QU’IlS S’EN AILLENT TOUS !!!

Mercredi 25 avril 2007, par cnt // Écologie

« Certes nous pouvons ralentir les processus déjà lancés, légiférer pour consommer moins de combustibles fossiles, replanter en masse les forêts dévastées (...) toutes excellentes initiatives, mais qui se ramènent, au total, à la figure du vaisseau courant à vingt-cinq nœuds vers une barre rocheuse où immanquablement il se fracassera, et sur la passerelle duquel l’officier de quart commande à la machine de réduire la vitesse d’un dixième sans changer de direction. »
Michel Serres (1989)

Certains ne manquent pas d’air à l’approche des élections.
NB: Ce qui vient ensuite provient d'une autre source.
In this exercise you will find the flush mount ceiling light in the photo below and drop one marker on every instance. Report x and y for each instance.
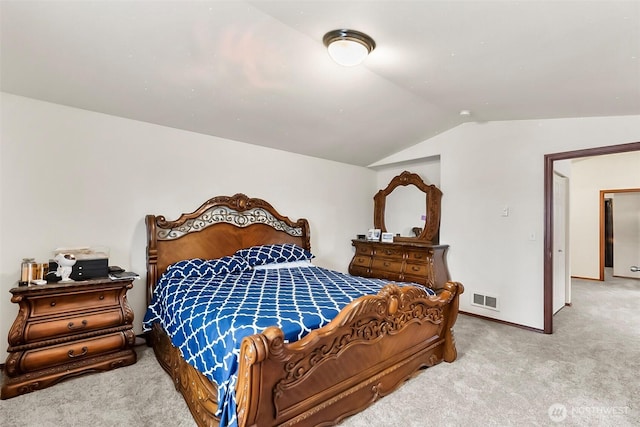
(348, 47)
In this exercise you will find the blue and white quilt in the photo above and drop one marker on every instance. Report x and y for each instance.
(208, 306)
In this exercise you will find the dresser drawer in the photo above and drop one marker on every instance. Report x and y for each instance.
(364, 250)
(386, 265)
(385, 274)
(46, 357)
(388, 251)
(55, 304)
(361, 261)
(70, 325)
(418, 256)
(419, 270)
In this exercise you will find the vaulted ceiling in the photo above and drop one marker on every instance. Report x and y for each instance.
(257, 71)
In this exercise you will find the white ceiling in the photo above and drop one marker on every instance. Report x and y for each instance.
(257, 72)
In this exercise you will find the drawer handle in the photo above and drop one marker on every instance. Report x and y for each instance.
(85, 350)
(81, 326)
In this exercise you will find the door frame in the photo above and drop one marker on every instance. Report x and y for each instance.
(548, 215)
(602, 218)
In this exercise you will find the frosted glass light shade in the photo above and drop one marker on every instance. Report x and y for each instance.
(347, 52)
(348, 47)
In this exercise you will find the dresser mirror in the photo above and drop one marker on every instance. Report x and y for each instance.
(409, 207)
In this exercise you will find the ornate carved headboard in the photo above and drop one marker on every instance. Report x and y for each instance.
(219, 227)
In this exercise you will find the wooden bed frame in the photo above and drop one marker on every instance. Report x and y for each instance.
(372, 346)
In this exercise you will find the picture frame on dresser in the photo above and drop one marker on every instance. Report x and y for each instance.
(373, 234)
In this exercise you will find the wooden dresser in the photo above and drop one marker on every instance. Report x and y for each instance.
(66, 329)
(417, 262)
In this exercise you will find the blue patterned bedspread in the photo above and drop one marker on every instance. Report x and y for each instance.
(207, 316)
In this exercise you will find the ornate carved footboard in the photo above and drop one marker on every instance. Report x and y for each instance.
(367, 351)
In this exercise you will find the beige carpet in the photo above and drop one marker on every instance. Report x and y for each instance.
(586, 374)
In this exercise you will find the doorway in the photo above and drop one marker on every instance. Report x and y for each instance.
(620, 232)
(549, 159)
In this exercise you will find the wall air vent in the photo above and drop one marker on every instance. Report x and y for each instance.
(485, 301)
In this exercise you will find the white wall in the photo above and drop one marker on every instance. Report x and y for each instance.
(588, 177)
(488, 166)
(71, 177)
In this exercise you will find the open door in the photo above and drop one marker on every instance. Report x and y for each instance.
(626, 234)
(561, 283)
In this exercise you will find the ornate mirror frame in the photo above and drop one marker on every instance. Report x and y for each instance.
(433, 196)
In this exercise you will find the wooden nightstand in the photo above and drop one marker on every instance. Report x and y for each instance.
(66, 329)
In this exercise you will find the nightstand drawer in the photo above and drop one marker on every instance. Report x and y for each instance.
(54, 304)
(71, 325)
(42, 358)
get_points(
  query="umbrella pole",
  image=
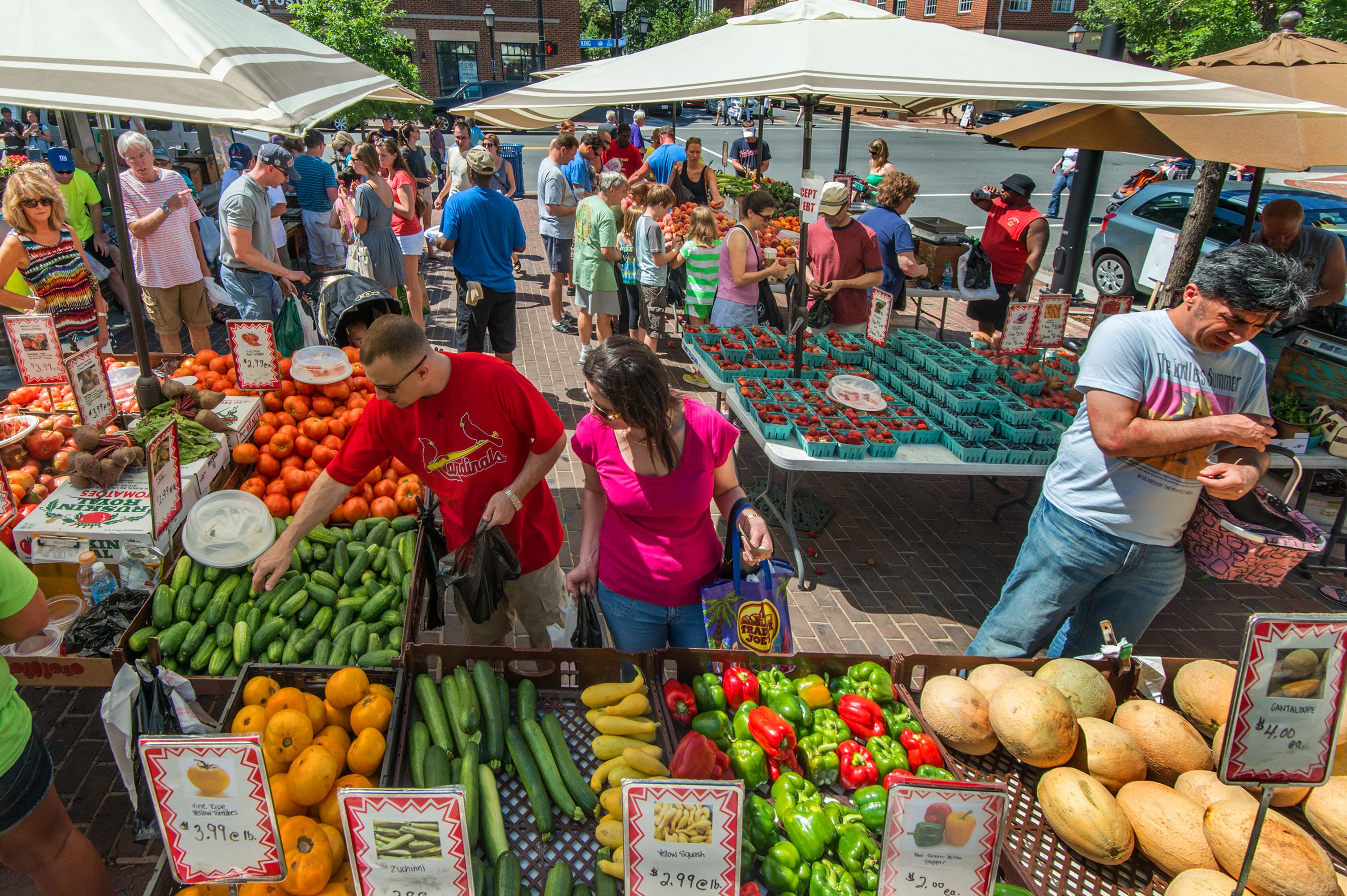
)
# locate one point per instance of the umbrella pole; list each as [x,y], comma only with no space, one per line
[801,299]
[1246,232]
[147,387]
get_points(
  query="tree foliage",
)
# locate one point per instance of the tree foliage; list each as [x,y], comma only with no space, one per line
[360,30]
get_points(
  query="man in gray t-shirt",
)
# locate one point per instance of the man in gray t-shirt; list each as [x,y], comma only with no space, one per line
[1164,391]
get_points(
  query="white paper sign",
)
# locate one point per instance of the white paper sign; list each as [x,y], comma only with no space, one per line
[682,837]
[406,841]
[1288,697]
[213,802]
[942,840]
[91,387]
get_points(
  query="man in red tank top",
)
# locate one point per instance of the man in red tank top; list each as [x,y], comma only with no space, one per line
[1016,239]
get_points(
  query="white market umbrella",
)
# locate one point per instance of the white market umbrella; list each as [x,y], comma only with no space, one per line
[213,61]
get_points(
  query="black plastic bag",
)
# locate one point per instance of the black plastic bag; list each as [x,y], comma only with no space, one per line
[100,627]
[480,569]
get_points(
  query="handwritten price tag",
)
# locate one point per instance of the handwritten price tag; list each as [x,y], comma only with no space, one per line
[215,808]
[1288,697]
[682,837]
[406,843]
[942,840]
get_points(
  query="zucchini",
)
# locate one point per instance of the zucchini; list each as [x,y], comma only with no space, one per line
[533,781]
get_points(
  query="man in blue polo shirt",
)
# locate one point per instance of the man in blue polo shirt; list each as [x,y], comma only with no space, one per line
[316,192]
[481,228]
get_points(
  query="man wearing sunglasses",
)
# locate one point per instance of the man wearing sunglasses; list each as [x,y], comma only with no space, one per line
[483,438]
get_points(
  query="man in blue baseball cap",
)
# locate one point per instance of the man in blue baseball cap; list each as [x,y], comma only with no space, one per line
[84,215]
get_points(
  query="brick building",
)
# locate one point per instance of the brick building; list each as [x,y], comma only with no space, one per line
[452,38]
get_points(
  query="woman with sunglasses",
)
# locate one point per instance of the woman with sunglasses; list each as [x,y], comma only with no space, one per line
[654,463]
[52,260]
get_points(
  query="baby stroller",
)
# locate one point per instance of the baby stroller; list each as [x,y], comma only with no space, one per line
[345,298]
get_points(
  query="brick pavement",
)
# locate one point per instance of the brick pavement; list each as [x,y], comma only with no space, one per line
[939,564]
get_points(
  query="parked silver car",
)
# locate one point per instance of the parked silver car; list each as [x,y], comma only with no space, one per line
[1120,248]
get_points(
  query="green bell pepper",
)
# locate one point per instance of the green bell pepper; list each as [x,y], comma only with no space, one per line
[784,872]
[774,682]
[792,709]
[872,681]
[759,824]
[860,855]
[819,759]
[873,805]
[716,727]
[748,760]
[709,693]
[741,721]
[830,879]
[888,755]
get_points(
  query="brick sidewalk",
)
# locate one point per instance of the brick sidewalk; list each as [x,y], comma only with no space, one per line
[939,564]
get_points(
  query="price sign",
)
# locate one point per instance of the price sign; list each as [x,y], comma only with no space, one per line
[254,345]
[91,387]
[37,349]
[1017,333]
[877,328]
[942,839]
[406,843]
[165,478]
[682,837]
[1052,320]
[215,808]
[1110,306]
[1288,698]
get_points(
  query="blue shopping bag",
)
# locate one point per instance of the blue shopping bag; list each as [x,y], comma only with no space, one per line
[749,611]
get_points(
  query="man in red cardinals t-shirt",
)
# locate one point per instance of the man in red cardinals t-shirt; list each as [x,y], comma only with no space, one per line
[479,435]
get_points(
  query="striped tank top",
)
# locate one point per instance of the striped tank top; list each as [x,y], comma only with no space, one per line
[58,275]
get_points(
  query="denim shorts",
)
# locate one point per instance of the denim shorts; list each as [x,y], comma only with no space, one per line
[23,786]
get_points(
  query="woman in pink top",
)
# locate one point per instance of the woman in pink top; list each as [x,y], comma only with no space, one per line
[654,463]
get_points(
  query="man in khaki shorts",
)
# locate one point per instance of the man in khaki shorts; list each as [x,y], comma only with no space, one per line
[165,246]
[483,438]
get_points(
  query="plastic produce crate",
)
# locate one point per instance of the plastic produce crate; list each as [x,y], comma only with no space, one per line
[559,674]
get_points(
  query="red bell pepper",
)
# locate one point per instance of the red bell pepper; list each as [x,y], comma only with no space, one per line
[774,733]
[740,685]
[679,700]
[922,750]
[863,716]
[857,766]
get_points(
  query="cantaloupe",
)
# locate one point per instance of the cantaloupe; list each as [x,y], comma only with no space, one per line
[1327,813]
[1201,882]
[989,677]
[1085,816]
[1203,690]
[1034,721]
[1086,689]
[958,713]
[1167,740]
[1108,754]
[1167,825]
[1287,861]
[1205,789]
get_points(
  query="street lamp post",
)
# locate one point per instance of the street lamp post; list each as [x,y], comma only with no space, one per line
[489,15]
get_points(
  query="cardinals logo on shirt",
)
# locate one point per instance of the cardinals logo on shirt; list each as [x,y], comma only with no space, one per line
[484,453]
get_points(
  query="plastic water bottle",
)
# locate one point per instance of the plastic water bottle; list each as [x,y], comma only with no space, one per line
[96,580]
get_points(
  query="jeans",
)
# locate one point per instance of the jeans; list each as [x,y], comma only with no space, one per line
[639,626]
[1066,565]
[255,294]
[1062,182]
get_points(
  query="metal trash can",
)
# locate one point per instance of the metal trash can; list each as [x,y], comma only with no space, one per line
[514,154]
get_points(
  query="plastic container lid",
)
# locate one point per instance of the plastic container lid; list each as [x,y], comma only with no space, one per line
[64,610]
[320,364]
[856,391]
[228,529]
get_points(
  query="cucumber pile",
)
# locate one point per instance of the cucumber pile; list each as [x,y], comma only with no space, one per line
[341,603]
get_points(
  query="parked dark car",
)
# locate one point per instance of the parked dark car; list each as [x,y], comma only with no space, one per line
[996,116]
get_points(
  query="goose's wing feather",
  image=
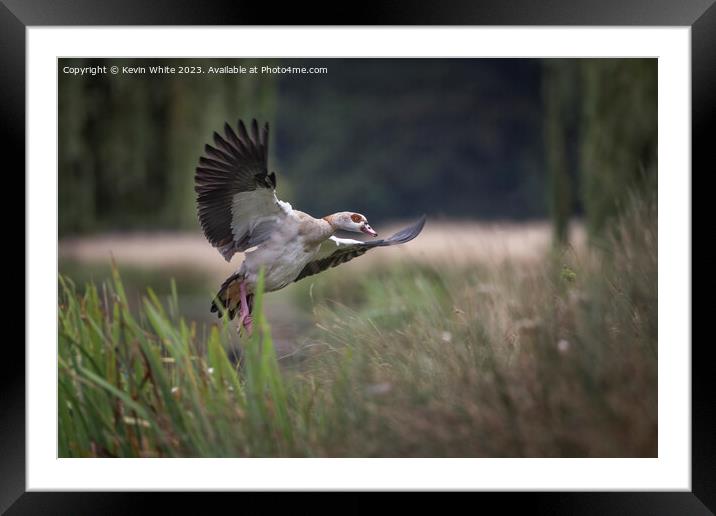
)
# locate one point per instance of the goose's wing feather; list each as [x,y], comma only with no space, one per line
[237,203]
[335,251]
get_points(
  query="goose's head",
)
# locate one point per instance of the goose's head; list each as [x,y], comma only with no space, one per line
[349,221]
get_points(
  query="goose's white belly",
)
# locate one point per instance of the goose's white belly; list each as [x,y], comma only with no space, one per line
[282,261]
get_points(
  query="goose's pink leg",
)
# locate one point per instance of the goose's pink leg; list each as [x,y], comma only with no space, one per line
[244,315]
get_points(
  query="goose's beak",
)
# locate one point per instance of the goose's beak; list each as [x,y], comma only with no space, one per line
[365,228]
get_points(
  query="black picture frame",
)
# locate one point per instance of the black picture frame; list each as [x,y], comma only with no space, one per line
[17,15]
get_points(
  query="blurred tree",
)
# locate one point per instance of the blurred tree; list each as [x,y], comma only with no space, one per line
[619,134]
[600,131]
[129,143]
[561,94]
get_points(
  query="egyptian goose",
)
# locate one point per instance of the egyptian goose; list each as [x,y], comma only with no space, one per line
[238,210]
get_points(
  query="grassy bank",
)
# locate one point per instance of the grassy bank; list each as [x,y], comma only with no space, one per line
[552,358]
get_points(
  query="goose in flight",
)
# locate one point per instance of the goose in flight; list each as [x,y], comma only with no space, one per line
[238,210]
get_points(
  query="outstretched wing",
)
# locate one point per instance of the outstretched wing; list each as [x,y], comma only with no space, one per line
[236,197]
[336,251]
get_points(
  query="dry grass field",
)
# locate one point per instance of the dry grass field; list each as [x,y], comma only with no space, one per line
[472,340]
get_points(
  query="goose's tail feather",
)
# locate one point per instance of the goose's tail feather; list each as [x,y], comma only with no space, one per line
[228,299]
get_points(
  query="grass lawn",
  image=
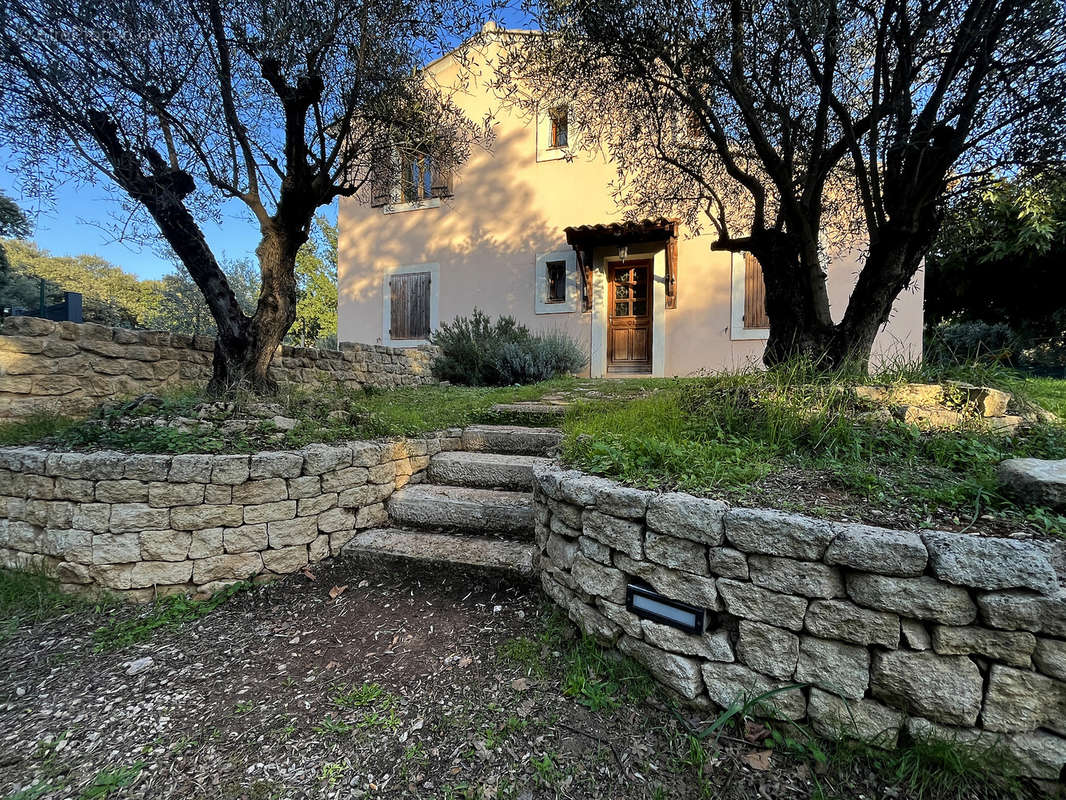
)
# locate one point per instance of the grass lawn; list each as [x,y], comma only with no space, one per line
[407,684]
[793,441]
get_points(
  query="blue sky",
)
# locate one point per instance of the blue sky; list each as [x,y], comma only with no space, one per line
[82,218]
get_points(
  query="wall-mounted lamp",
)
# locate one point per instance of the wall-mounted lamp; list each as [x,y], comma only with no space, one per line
[649,605]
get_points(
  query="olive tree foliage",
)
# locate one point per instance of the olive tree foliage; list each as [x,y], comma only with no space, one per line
[182,105]
[797,129]
[13,224]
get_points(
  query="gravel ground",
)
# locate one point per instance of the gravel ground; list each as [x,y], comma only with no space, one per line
[405,684]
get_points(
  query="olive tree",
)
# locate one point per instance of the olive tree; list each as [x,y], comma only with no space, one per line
[792,127]
[182,105]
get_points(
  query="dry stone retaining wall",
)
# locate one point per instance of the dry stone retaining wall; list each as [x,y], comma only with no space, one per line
[69,368]
[143,525]
[935,634]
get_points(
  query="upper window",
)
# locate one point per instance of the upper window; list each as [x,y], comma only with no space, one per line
[555,277]
[554,133]
[558,117]
[404,181]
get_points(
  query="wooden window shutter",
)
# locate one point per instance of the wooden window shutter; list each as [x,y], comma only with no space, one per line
[381,177]
[755,293]
[441,181]
[409,306]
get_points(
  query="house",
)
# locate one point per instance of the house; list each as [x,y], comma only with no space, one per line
[529,228]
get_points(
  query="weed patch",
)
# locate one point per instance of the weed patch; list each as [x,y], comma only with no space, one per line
[167,612]
[27,596]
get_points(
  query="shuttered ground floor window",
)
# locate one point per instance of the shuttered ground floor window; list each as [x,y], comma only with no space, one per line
[755,294]
[409,305]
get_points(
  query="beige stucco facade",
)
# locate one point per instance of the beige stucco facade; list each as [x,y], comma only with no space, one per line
[510,206]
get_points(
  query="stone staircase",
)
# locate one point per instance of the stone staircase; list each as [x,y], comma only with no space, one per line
[475,511]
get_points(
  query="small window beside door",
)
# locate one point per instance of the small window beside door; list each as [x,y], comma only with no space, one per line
[560,127]
[555,283]
[555,277]
[749,319]
[410,305]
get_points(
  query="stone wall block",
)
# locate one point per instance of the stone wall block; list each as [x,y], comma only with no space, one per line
[750,602]
[205,543]
[866,720]
[777,533]
[692,589]
[562,550]
[275,465]
[138,516]
[366,495]
[1050,657]
[309,506]
[685,516]
[290,532]
[229,469]
[197,517]
[122,491]
[989,563]
[1010,646]
[162,494]
[116,548]
[789,576]
[599,580]
[843,669]
[768,649]
[244,539]
[374,515]
[265,490]
[319,458]
[346,478]
[677,554]
[923,597]
[160,573]
[714,646]
[726,562]
[1020,700]
[1024,611]
[680,673]
[593,623]
[191,468]
[842,620]
[164,545]
[878,550]
[237,566]
[620,534]
[945,689]
[307,485]
[286,559]
[595,550]
[336,520]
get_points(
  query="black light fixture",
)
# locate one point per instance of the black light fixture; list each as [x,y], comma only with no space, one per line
[650,605]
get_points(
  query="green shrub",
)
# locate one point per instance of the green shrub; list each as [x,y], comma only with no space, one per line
[480,352]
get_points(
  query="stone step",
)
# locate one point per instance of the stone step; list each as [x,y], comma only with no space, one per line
[485,469]
[462,508]
[532,410]
[480,554]
[511,438]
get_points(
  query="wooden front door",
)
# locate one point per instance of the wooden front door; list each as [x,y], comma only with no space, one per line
[629,317]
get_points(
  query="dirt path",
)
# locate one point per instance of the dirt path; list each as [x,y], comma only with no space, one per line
[405,685]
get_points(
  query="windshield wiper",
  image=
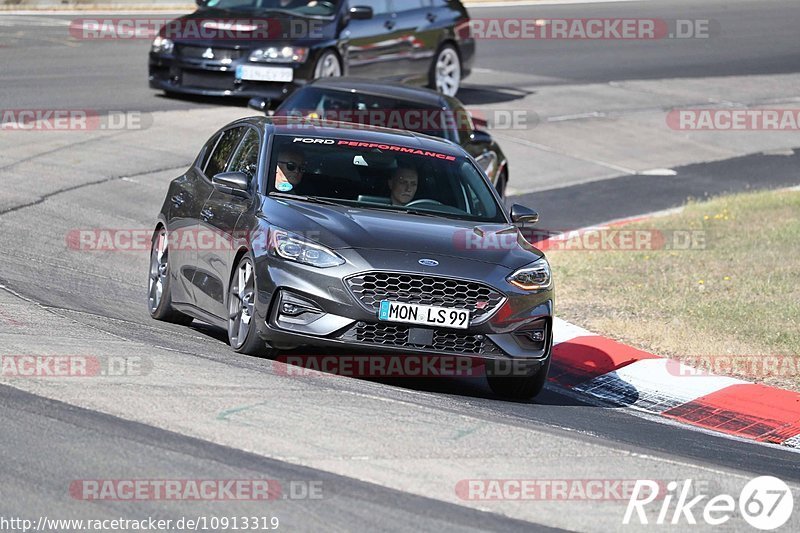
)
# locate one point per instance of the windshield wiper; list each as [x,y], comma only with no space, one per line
[312,199]
[400,209]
Dans le democratisme ambiant où les évènements se succèdent sans avoir de lien logique apparent, nous n’avons pas oublié ceux qui au nom de la gauche plurielle faisaient la chasse aux sans papiers, aggravaient la précarité ou même théorisaient le concept de « sauvageons ». Ceux qui crient au loup sarkosyste ou nous rejouent le coup de l’antifascisme utile ont l’air de croire sincèrement en l’éternité de leur fond de commerce.

Bien évidemment la question du nucléaire, technologie mondialement stratégique, ne se résoudra pas par un simple changement de majorité politique, ni par des groupes de pression médiatiques.
Toulouse est une ville où nous avons pu vérifier lors de l’explosion d’AZF comment le pouvoir se protège en cas de catastrophe : l’armée était immédiatement déployée dans les cités (bien avant les premiers secours), et la gauche et l’extrême gauche employées pour jouer les pompiers de services face à une population qui venait de découvrir ce que l’on trafiquait au porte de la ville. Un tsunami et une inondation plus tard (Nouvelle Orléans), la méthode est confirmée, et nous savons comment le capitalisme gère les catastrophes qu’il génère.

Le renforcement militaire autour des centrales nucléaires et des points névralgiques, l’occupation policière omniprésente dans les villes, les moyens de surveillances sophistiqués laissent à penser qu’il faudra un peu plus qu’un mouvement citoyen spécialisé pour avoir l’espoir de survivre aux bombes à retardement disséminées aux quatre coins de la planète.

La proposition des énergies renouvelables occulte une question fondamentale : à quoi sert toute cette fabuleuse quantité d’énergie produite ? Au profit de qui, de quoi ?
A chaque menace ou souffrance particulière correspond une, voire plusieurs organisations contestataires, et toutes ont ceci de commun qu’aucune d’elles ne rattache jamais les souffrances qu’elle dénonce à la racine marchande de l’organisation sociale qui les produit. Au contraire ces étranges groupes sont toujours empressés de se faire reconnaître par l’état en tant qu’interlocuteurs valables à l’occasion de remise de pétitions ou de manifestations démonstratives.

La nouvelle notion de risque unanimement validée par le langage du pouvoir comme norme, comporte l’idée d’une dictature mondiale d’un nouveau genre. Sous l’apparat de démocratie du peuple justifiée par des élections au demeurant de plus en plus stupides, se cache la présence policière. Cette même police, sans quasi l’ombre d’un frisson, se permet même de chercher depuis de nombreuses années des enfants à l’école ou de bâillonner en pleine nuit des habitants pour les expulser. Bien entendu tout ceci est habilement justifié par la nouvelle donne internationale et le terrorisme. Ce mouvement continu de répression perdure et va s’accentuer quels que soient les gouvernements.

L’année dernière des pistes ont été explorées, que ce soit la révolte en banlieue ou la nouvelle forme de grève générale initiée par le CPE, cela démontre encore une fois que nous n’avons besoin d’intermédiaires d’aucune sorte. Tout comme la police et l’intersyndicale furent les premiers adversaires des luttes autonomes de l’année précédente, le citoyennisme verdâtre qui occulte la question du capital est l’allié objectif de la destruction accélérée de la planète.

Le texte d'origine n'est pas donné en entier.